In support of this view, CAMRA (Campaign for Real Ale in the United Kingdom) defines golden ales as a “.. new style of pale, well-hopped and quenching beer developed in the 1980s as independent brewers attempted to win younger drinkers from heavily-promoted lager brands.” (my emphasis)

Sneaking its way into craft?
Many beer experts will claim golden ale as being a style which has its origins in, and is now ‘owned’ by, the craft beer segment. I tend to agree.

So is this just CUB nudging the style boundaries and giving a hat-tip to a popular craft beer?

I think so, but does it matter?

“No” says Australian journalist Glen Humphries in his blog beer is your friend.

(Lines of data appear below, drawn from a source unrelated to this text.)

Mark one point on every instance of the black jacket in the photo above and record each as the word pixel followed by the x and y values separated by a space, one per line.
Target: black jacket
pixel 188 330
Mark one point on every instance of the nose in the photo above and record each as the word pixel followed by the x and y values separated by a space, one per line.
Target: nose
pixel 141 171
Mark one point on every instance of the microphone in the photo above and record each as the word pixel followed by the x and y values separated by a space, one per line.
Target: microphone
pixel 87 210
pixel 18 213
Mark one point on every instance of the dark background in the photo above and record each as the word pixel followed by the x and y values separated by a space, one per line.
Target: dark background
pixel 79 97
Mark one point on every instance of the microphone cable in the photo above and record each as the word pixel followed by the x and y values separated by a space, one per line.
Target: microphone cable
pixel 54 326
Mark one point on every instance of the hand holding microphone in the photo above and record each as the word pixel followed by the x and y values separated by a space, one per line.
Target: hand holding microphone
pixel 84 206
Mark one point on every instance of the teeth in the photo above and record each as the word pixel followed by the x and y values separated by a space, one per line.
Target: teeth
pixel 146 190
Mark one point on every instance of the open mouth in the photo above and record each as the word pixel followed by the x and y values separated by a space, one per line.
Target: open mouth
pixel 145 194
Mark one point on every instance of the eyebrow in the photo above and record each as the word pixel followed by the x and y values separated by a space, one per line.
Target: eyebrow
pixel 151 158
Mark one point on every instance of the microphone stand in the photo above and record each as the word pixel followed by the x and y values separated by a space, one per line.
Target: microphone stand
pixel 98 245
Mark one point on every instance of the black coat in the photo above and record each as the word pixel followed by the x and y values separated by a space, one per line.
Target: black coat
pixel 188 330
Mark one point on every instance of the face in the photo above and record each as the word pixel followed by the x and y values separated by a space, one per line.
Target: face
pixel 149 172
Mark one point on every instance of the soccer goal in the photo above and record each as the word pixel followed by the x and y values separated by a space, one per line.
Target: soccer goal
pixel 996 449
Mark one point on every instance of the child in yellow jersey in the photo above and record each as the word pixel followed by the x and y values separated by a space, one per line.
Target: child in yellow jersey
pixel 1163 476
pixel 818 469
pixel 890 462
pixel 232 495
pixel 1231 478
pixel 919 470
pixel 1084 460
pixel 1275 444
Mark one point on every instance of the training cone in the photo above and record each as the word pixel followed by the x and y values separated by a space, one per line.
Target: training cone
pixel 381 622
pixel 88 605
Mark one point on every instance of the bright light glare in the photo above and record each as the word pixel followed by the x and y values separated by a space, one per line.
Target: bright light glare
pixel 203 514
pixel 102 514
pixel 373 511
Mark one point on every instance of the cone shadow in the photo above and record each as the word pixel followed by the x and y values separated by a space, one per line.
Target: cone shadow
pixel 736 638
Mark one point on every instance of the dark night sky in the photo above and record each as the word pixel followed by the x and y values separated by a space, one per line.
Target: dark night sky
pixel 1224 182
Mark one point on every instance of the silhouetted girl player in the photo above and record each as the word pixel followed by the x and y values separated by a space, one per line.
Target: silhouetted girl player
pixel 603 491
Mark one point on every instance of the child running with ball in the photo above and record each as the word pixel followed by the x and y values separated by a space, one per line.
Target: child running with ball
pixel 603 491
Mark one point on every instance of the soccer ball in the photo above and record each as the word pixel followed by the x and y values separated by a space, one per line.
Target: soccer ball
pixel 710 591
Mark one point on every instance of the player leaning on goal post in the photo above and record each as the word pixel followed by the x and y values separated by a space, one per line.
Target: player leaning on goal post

His post on Crown Golden Ale notes: “.. geeks can get very protective about the craft beer segment – even as we debate what “craft beer” means.”

While Humphries admits “.. if they [CUB] take a few tricks from the craft beer world, then so be it.” He also doesn’t “think this golden ale is marketed as a craft beer, any more than Crown Lager is.”

Get as prissy as you want; in the end it comes down to taste: who likes it and who buys it.

Premium ain’t premium anymore
For decades Crown Lager was a cash cow for CUB. The brewery made massive premiums from this self-titled premium. But the influx of imported ‘premium’ beers; the growth of quality craft alternatives; and often confusing price points at retail (e.g. Crown Lager cheaper than VB) have all undermined Crown’s premium claim.

Indeed, these forces challenged the whole concept of what a premium beer really was.

CUB marketers retain their long-held view that big television commercials are cure-alls: that they’ll turn brands around. For Crown it’s recently featured earthy stories about barley growers.

But once a premium positioning is lost – it’s lost.

While the TVCs may well be award-winning for the agency, back in the market, sadly it’s the Crownie loyalists who’ve been let down by Crown in recent years. And sneaky claims that “time is the fifth ingredient” have not helped.

And, speaking of Matt Kirkegaard, I believe he’s right. “It is surprising that SAB-Miller has elected to extend the brand before fixing it.”

Gold and black remembered
Probably irrelevant – and probably superstition – but worthy of discussion.greg norman and Swan Premium

There are a few battle-scarred beer marketers who cringe about heavy use of gold and black livery to underline premium brand claims.

Swan Premium Export Lager took that just a bit too far. “They said they’d never make it!” And they were right.